In her book Grit: The Power of Passion and Perseverance, Angela Lee Duckworth explores how this aspect of the growth mindset, developed by Dr. Carol Dweck, can impact student beliefs about failure. Duckworth suggests that "what we eventually accomplish may depend more on our passion and perseverance than on our innate talent."
Mrs. Duckworth has leveled the playing field, my friends.
Up to now, we're all under this assumption that our innate talent or our IQ sets the standard for success. Then, in walks Duckworth. Guess what she's doing - she is calling bullshit.
Is my sister better at math than me? Yes. It is because she is smarter than me? No. Could it be that when math got tough, I didn't have the grit to persevere and figure that shit out? A person can be very talented, very intelligent, but in the absence of grit she will not be successful.
The lessons my children have learned within their elementary school about the concepts of having a growth mindset and grit are as valuable as the lessons they have learned about arithmetic and history. This concept leads me to wonder and explore HOW as parents we can encourage these concepts, teach these life skills, and nurture our children's grit.
I think most of life's challenges can be eliminated with the right perspective. Of course we each have our own - and we each have to rise to the challenge of creating our own positive perspective in times of struggle. I find the right perspective in constant communication with God. There isn't a day that starts without our conversation. In so doing, I am able to stay the course. Maintain a positive mind-set and seek personal growth. I believe I am talented. I believe I am smart. But I also believe, I will not be successful with my talents or intelligence without grit.
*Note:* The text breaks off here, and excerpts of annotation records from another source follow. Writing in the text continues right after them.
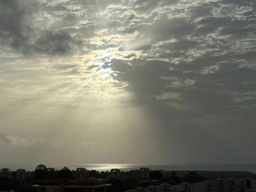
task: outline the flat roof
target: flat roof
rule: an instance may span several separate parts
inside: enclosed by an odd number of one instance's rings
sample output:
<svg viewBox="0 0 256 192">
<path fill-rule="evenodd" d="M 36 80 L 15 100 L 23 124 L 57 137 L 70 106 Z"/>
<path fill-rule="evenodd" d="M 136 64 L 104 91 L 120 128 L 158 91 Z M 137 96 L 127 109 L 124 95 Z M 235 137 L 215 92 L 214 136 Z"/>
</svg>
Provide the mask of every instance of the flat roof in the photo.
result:
<svg viewBox="0 0 256 192">
<path fill-rule="evenodd" d="M 104 184 L 102 185 L 63 185 L 65 188 L 100 188 L 105 187 L 111 186 L 111 184 Z M 60 187 L 62 185 L 32 185 L 32 187 Z"/>
</svg>

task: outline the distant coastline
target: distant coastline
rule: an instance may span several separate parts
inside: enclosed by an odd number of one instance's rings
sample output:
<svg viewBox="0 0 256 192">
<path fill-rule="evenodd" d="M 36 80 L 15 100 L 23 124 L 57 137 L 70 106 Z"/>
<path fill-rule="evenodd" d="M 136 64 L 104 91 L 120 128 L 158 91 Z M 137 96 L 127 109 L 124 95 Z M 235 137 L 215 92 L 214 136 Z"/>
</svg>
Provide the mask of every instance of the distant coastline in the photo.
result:
<svg viewBox="0 0 256 192">
<path fill-rule="evenodd" d="M 84 167 L 89 170 L 96 170 L 99 172 L 110 170 L 112 168 L 118 168 L 127 171 L 139 169 L 146 167 L 154 170 L 207 170 L 207 171 L 241 171 L 256 173 L 255 164 L 189 164 L 189 165 L 146 165 L 135 164 L 77 164 L 73 165 L 46 164 L 49 167 L 57 169 L 62 168 L 63 166 L 70 169 L 75 169 L 77 167 Z M 24 168 L 27 170 L 34 170 L 36 164 L 0 164 L 0 168 L 7 167 L 11 170 Z"/>
</svg>

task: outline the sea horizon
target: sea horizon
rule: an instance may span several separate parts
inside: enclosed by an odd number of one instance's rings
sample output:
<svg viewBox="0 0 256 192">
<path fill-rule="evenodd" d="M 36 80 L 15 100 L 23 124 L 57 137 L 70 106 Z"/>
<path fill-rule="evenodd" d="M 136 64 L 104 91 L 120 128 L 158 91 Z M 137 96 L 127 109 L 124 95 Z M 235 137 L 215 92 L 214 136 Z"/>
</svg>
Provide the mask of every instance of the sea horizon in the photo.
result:
<svg viewBox="0 0 256 192">
<path fill-rule="evenodd" d="M 147 167 L 153 170 L 206 170 L 206 171 L 241 171 L 256 173 L 256 164 L 117 164 L 95 163 L 74 164 L 45 164 L 47 167 L 60 169 L 64 166 L 70 169 L 76 169 L 83 167 L 89 170 L 98 172 L 110 171 L 113 168 L 129 171 L 138 169 L 141 167 Z M 34 170 L 37 164 L 0 164 L 0 168 L 8 168 L 11 170 L 24 168 L 28 171 Z"/>
</svg>

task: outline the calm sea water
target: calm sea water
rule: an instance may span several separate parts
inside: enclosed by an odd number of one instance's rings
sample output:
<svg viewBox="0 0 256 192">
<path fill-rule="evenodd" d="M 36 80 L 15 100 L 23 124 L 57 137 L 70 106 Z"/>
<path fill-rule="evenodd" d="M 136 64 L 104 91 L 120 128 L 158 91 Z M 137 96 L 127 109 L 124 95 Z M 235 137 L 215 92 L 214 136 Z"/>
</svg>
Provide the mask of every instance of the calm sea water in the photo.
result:
<svg viewBox="0 0 256 192">
<path fill-rule="evenodd" d="M 17 168 L 25 168 L 33 170 L 37 165 L 32 164 L 4 164 L 0 165 L 0 168 L 7 167 L 12 170 Z M 130 170 L 146 167 L 152 169 L 165 170 L 239 170 L 256 173 L 256 164 L 190 164 L 190 165 L 143 165 L 135 164 L 80 164 L 74 165 L 46 165 L 48 167 L 60 169 L 66 166 L 70 169 L 77 167 L 84 167 L 89 170 L 99 172 L 110 170 L 112 168 L 119 168 L 122 170 Z"/>
</svg>

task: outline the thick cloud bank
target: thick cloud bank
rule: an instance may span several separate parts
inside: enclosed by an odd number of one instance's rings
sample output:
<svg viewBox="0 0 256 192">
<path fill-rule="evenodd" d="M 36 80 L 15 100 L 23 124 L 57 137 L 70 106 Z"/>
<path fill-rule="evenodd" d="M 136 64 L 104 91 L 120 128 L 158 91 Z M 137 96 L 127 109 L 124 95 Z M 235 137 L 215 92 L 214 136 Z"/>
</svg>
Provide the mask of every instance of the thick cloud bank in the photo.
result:
<svg viewBox="0 0 256 192">
<path fill-rule="evenodd" d="M 0 43 L 10 150 L 26 140 L 50 155 L 79 146 L 90 163 L 256 160 L 254 1 L 2 1 Z"/>
</svg>

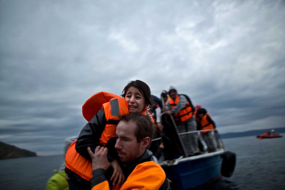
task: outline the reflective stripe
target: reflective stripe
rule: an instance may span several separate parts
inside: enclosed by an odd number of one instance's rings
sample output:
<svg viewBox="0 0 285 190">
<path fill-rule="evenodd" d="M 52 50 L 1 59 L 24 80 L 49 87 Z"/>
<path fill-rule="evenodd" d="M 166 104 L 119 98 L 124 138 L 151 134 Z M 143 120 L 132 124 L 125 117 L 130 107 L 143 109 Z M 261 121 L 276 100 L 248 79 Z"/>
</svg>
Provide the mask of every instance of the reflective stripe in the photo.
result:
<svg viewBox="0 0 285 190">
<path fill-rule="evenodd" d="M 114 99 L 110 102 L 110 105 L 111 105 L 111 115 L 112 116 L 119 116 L 120 114 L 120 111 L 118 99 Z"/>
</svg>

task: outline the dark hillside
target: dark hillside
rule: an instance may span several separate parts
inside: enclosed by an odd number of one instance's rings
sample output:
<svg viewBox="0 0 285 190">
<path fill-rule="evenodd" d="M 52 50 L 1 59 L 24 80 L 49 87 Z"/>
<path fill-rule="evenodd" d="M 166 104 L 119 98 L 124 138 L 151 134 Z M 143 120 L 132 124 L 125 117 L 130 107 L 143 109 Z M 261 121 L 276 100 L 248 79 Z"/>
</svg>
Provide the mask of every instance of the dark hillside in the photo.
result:
<svg viewBox="0 0 285 190">
<path fill-rule="evenodd" d="M 37 156 L 35 152 L 0 141 L 0 160 Z"/>
</svg>

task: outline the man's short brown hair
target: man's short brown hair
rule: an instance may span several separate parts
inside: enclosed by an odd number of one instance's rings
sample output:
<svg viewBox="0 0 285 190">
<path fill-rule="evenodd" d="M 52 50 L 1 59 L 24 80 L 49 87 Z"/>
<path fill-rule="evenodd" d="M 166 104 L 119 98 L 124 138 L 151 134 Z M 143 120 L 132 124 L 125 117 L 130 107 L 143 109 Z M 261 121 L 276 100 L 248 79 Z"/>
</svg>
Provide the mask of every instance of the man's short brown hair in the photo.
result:
<svg viewBox="0 0 285 190">
<path fill-rule="evenodd" d="M 150 138 L 151 142 L 154 129 L 152 122 L 146 116 L 140 112 L 134 112 L 120 116 L 120 120 L 127 122 L 132 121 L 135 122 L 137 128 L 135 135 L 138 143 L 147 137 Z"/>
</svg>

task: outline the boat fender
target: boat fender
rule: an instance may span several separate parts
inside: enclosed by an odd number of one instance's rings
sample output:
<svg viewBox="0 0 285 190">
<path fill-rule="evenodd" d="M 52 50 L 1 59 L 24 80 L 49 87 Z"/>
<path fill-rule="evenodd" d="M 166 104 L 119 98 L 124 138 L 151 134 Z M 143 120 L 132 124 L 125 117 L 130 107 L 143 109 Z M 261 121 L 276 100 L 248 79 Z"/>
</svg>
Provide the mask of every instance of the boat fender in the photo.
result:
<svg viewBox="0 0 285 190">
<path fill-rule="evenodd" d="M 229 151 L 226 151 L 222 155 L 223 161 L 222 162 L 221 172 L 223 176 L 230 177 L 234 173 L 235 166 L 235 154 Z"/>
</svg>

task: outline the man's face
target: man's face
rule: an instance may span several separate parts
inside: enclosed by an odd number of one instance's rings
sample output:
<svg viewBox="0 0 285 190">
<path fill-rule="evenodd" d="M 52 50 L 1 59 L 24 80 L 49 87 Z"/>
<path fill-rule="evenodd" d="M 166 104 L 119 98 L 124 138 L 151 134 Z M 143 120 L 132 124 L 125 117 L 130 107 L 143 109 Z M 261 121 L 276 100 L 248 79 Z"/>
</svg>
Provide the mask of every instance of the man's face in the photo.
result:
<svg viewBox="0 0 285 190">
<path fill-rule="evenodd" d="M 169 92 L 169 96 L 172 99 L 174 99 L 177 95 L 177 93 L 174 90 L 172 90 Z"/>
<path fill-rule="evenodd" d="M 142 147 L 142 141 L 138 143 L 137 141 L 135 135 L 136 127 L 136 124 L 132 121 L 127 122 L 121 121 L 117 126 L 115 148 L 122 162 L 130 162 L 141 156 L 144 152 Z"/>
</svg>

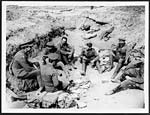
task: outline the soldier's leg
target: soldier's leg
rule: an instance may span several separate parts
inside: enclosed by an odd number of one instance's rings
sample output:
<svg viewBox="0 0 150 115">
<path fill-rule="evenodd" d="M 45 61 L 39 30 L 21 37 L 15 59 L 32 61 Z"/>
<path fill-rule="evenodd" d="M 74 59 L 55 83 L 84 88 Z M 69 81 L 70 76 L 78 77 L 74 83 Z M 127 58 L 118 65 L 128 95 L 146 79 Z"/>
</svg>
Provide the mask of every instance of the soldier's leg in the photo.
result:
<svg viewBox="0 0 150 115">
<path fill-rule="evenodd" d="M 87 68 L 87 61 L 86 60 L 82 60 L 82 75 L 86 74 L 86 68 Z"/>
<path fill-rule="evenodd" d="M 102 70 L 102 68 L 100 66 L 99 61 L 96 61 L 96 67 L 97 67 L 97 70 L 98 70 L 99 74 L 101 74 L 103 72 L 103 70 Z"/>
<path fill-rule="evenodd" d="M 121 90 L 125 90 L 131 86 L 134 86 L 134 82 L 132 82 L 131 80 L 125 80 L 123 82 L 120 83 L 120 85 L 118 85 L 117 87 L 115 87 L 114 89 L 110 90 L 109 92 L 105 93 L 105 95 L 112 95 L 114 93 L 117 93 Z"/>
<path fill-rule="evenodd" d="M 117 67 L 116 67 L 111 79 L 114 79 L 117 76 L 118 72 L 123 67 L 123 63 L 124 63 L 124 59 L 119 59 L 119 63 L 117 64 Z"/>
<path fill-rule="evenodd" d="M 27 77 L 31 78 L 31 79 L 34 79 L 34 78 L 37 79 L 37 82 L 38 82 L 40 88 L 44 86 L 42 78 L 41 78 L 41 72 L 40 72 L 40 70 L 31 71 L 27 75 Z"/>
<path fill-rule="evenodd" d="M 68 64 L 69 64 L 69 61 L 68 61 L 67 55 L 63 55 L 63 54 L 61 54 L 61 58 L 62 58 L 62 61 L 64 62 L 64 64 L 65 64 L 65 65 L 68 65 Z"/>
</svg>

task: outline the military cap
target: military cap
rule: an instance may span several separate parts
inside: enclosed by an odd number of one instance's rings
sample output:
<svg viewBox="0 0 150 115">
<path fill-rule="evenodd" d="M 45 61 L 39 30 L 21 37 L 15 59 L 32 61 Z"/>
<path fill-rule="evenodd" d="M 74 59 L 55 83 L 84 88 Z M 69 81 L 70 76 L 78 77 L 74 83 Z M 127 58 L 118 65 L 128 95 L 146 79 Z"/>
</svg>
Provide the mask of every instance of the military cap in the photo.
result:
<svg viewBox="0 0 150 115">
<path fill-rule="evenodd" d="M 59 54 L 57 54 L 57 53 L 50 53 L 47 56 L 48 56 L 48 58 L 50 60 L 57 60 L 57 59 L 59 59 Z"/>
<path fill-rule="evenodd" d="M 87 45 L 88 47 L 92 47 L 92 43 L 91 43 L 91 42 L 88 42 L 86 45 Z"/>
<path fill-rule="evenodd" d="M 119 41 L 123 41 L 123 42 L 125 42 L 125 41 L 126 41 L 126 39 L 125 39 L 125 38 L 119 38 Z"/>
<path fill-rule="evenodd" d="M 28 47 L 32 47 L 33 45 L 32 44 L 21 44 L 21 45 L 19 45 L 19 48 L 28 48 Z"/>
<path fill-rule="evenodd" d="M 52 46 L 54 46 L 54 43 L 53 43 L 53 42 L 48 42 L 48 43 L 46 44 L 46 46 L 47 46 L 47 47 L 52 47 Z"/>
</svg>

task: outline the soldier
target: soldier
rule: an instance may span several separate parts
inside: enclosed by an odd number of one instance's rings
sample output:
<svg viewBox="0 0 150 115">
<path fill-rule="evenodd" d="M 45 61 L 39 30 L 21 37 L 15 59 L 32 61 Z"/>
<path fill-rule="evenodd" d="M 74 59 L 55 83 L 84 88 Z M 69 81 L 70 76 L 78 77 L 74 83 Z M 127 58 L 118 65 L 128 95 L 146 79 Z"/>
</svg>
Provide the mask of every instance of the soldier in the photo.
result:
<svg viewBox="0 0 150 115">
<path fill-rule="evenodd" d="M 55 58 L 55 56 L 51 56 L 52 57 L 50 59 Z M 47 92 L 56 92 L 58 90 L 65 89 L 66 87 L 63 86 L 66 85 L 63 85 L 63 82 L 58 80 L 59 73 L 49 61 L 49 58 L 44 57 L 41 65 L 41 75 L 45 90 Z"/>
<path fill-rule="evenodd" d="M 140 52 L 133 53 L 129 57 L 129 64 L 121 71 L 116 78 L 120 84 L 106 93 L 106 95 L 114 94 L 122 89 L 138 88 L 143 90 L 144 85 L 144 58 Z"/>
<path fill-rule="evenodd" d="M 66 37 L 62 37 L 61 43 L 58 44 L 57 48 L 61 55 L 63 63 L 65 65 L 71 65 L 74 69 L 76 69 L 75 66 L 73 65 L 75 49 L 73 48 L 73 46 L 67 43 Z"/>
<path fill-rule="evenodd" d="M 61 61 L 60 53 L 55 47 L 53 42 L 48 42 L 46 44 L 46 48 L 43 52 L 43 56 L 44 58 L 47 58 L 47 57 L 49 58 L 49 60 L 51 61 L 55 69 L 63 70 L 66 73 L 66 76 L 69 77 L 69 72 L 67 70 L 67 67 Z"/>
<path fill-rule="evenodd" d="M 40 70 L 35 69 L 33 63 L 28 61 L 30 50 L 31 46 L 24 46 L 24 49 L 16 53 L 10 67 L 17 82 L 17 87 L 14 89 L 23 92 L 33 91 L 39 87 L 40 90 L 42 87 Z"/>
<path fill-rule="evenodd" d="M 80 57 L 80 62 L 82 63 L 82 72 L 81 75 L 86 74 L 86 68 L 89 63 L 92 66 L 96 65 L 98 72 L 101 73 L 100 70 L 100 63 L 99 63 L 99 56 L 96 53 L 95 49 L 92 48 L 92 43 L 86 44 L 87 48 L 83 48 Z"/>
<path fill-rule="evenodd" d="M 117 64 L 117 67 L 116 67 L 111 79 L 114 79 L 117 76 L 118 72 L 125 64 L 127 50 L 128 50 L 128 46 L 126 45 L 125 41 L 126 40 L 124 38 L 120 38 L 116 49 L 112 50 L 112 52 L 114 53 L 114 55 L 112 55 L 112 57 L 111 57 L 112 64 L 114 61 L 118 62 L 118 64 Z"/>
</svg>

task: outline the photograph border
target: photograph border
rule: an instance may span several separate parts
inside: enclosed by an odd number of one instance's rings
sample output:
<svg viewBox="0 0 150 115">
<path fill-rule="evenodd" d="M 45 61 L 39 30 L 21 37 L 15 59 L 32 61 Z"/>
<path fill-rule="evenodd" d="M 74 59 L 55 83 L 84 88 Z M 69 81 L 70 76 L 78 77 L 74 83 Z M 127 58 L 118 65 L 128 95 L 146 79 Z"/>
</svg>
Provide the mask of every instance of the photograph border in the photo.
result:
<svg viewBox="0 0 150 115">
<path fill-rule="evenodd" d="M 62 5 L 62 3 L 65 2 L 65 4 L 68 3 L 67 4 L 68 6 L 71 5 L 73 2 L 74 2 L 74 5 L 75 4 L 80 4 L 80 5 L 83 4 L 79 1 L 41 1 L 41 2 L 40 1 L 17 1 L 17 0 L 16 1 L 1 1 L 1 11 L 2 11 L 1 12 L 1 24 L 2 24 L 2 26 L 1 26 L 1 110 L 2 110 L 2 113 L 20 113 L 20 112 L 27 113 L 26 110 L 22 110 L 22 109 L 13 109 L 13 110 L 6 109 L 6 106 L 4 106 L 5 105 L 4 98 L 6 95 L 6 91 L 5 91 L 6 80 L 3 77 L 4 75 L 6 75 L 5 68 L 3 67 L 4 65 L 6 65 L 6 61 L 3 61 L 3 60 L 6 60 L 6 51 L 5 51 L 6 39 L 4 39 L 4 38 L 6 38 L 6 13 L 5 13 L 6 5 L 18 4 L 18 3 L 19 3 L 19 5 L 20 4 L 26 5 L 25 2 L 30 4 L 31 6 L 32 6 L 32 4 L 31 4 L 32 2 L 34 3 L 33 6 L 37 5 L 37 4 L 35 4 L 35 2 L 38 3 L 40 6 L 44 5 L 44 2 L 45 2 L 45 5 L 47 2 L 51 3 L 51 5 L 53 3 L 58 3 L 57 5 Z M 88 3 L 88 4 L 92 3 L 93 5 L 94 4 L 98 5 L 98 4 L 96 4 L 96 2 L 98 2 L 98 3 L 102 2 L 102 4 L 104 4 L 106 2 L 107 6 L 109 6 L 109 5 L 111 6 L 111 4 L 112 4 L 111 1 L 95 1 L 94 0 L 93 2 L 91 2 L 91 1 L 82 1 L 82 2 L 84 2 L 84 5 L 86 3 Z M 145 10 L 145 46 L 146 46 L 145 60 L 146 60 L 146 62 L 145 62 L 144 76 L 149 76 L 149 1 L 128 1 L 128 2 L 127 1 L 112 1 L 112 2 L 115 5 L 117 5 L 116 2 L 119 4 L 122 4 L 122 5 L 124 5 L 124 3 L 129 3 L 130 5 L 135 5 L 135 4 L 138 4 L 138 5 L 144 4 L 145 5 L 145 7 L 146 7 L 146 10 Z M 62 5 L 62 6 L 64 6 L 64 5 Z M 90 6 L 91 6 L 91 4 L 90 4 Z M 142 110 L 139 109 L 139 111 L 137 111 L 137 109 L 135 109 L 135 110 L 128 109 L 128 110 L 121 110 L 121 111 L 119 110 L 119 111 L 114 111 L 114 112 L 113 112 L 113 110 L 112 111 L 105 110 L 107 112 L 102 111 L 102 113 L 149 113 L 149 89 L 150 88 L 149 88 L 149 83 L 146 83 L 146 81 L 149 81 L 149 77 L 147 77 L 147 79 L 144 82 L 144 87 L 147 87 L 147 89 L 144 89 L 144 93 L 145 93 L 145 97 L 146 97 L 145 102 L 147 105 L 147 106 L 145 106 L 146 108 L 144 111 L 143 111 L 143 109 Z M 28 112 L 29 113 L 99 113 L 99 112 L 88 111 L 88 110 L 82 111 L 82 109 L 79 111 L 78 110 L 73 111 L 73 110 L 69 110 L 69 109 L 67 109 L 67 110 L 59 110 L 59 109 L 57 109 L 57 110 L 56 109 L 54 109 L 54 110 L 46 109 L 45 110 L 44 109 L 44 112 L 43 112 L 43 109 L 31 109 L 31 110 L 28 109 Z"/>
</svg>

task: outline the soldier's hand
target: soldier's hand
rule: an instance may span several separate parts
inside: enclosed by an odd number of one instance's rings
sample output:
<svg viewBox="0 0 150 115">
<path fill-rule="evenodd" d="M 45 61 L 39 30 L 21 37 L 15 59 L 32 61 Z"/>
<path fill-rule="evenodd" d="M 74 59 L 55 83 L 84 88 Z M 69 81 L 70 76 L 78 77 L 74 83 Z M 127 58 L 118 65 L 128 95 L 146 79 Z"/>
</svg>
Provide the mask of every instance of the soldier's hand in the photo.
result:
<svg viewBox="0 0 150 115">
<path fill-rule="evenodd" d="M 126 76 L 125 78 L 126 78 L 126 79 L 129 79 L 129 80 L 132 80 L 132 78 L 131 78 L 131 77 L 129 77 L 129 76 Z"/>
</svg>

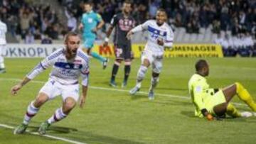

How many talented, intelligent people do you know that are not particularly successful? Take a minute and think of them. Now consider this: is their perception of success the same as yours? In Shift Happens: How to Live and Inspired Life...Starting Right Now! by Robert Holden I've been exploring this concept of perspective. I've come to decide that perspective is literally EVERYTHING. What I perceive as success, how I feel happiness, how I feel worthy, how I feel I contribute to the world, where I see myself heading, the connection and relationships I develop - all entirely of my perspective.
People often ask me how I am. Though they say it in a way that leads me to believe they think I am not doing well, they seem to think I am "over-doing it". Their questions are laden with their perspective that I am too busy to enjoy life. "You're so busy... how do you do it all?" "You must be stressed with so much work." I am busy. I have a lot of work. I like it that way. I prefer busting ass all day and pushing myself to work hard, learn new things, and shine my light into the world in my own way every day. I prefer it to "down time". I don't consider the challenges of my days as negative. I think challenges are opportunities. Let's see how we can tackle this mountain. Let's figure out how we can eat this frog. Is having grit and working toward my goals easy? No. But does my perspective allow me to see it as a positive and forward moving experience so that I want to do it. Yes. I choose grit.
After the school assembly today my boys came home happy and feeling charged up. The Happy Critter said, "Today I am ready to take off my training wheels." He was influenced by the motivational concept of grit. We took his training wheels off the bike. We gave it a go. He chanted several times that he has grit. We worked at it for thirty minutes. I suggested we take a break, try again before dinner. He immediately broke into tears. He said, "I can't do it!" Sobbing hysterically.
I calmed him down. I said, "Wait, I thought you had grit." He said, "I did for a little bit, but it must be gone because I can't ride the bike." I said, "Listen, grit doesn't come and go. Grit tackles the bike riding one lesson at a time until it gets done. Grit is trying again and again, keeping at it." I asked him, "Will you keep trying?" He said, "Yes." I said, "See you do have grit."
Grit can be taught. But it must be talked about. My kid's first perception was that grit was a one trick pony. How can we share how gritty we are with our children? How can we include perspective and our own growth mindsets with our children?
Talk about it as it happens. When something needs fixed, bring them along on the journey with you. I never really learned how to be gritty when it came to math. But I sure as shit learned to be gritty. My parents each, in their own ways, modeled pieces of their grittiness with me - I developed it and learned it from their behavior.
In trying to live outside this little comfort zone of mine, I am sharing my grit. In working until the wee hours trying to understand new software platforms, rules of using YouTube, best practices of this or that within my professional space - my children see my grit. When my bag is overflowing with notes from my workout, my mornings spent creating Indoor cycle playlists, or my hands callused from weights they see my grit. When the faucet is clogged and it takes not one but three trips to ACE to get the right materials to fix it, our children see grit. When the hubs is up at 4 and home at 9, they see grit. When we share and show our passion for our work, for each other, for our community - we share and show our grit. We do not have it all figured out. We are not good at everything, but we will bust our ass until we are. That is how we Choose Grit in our house.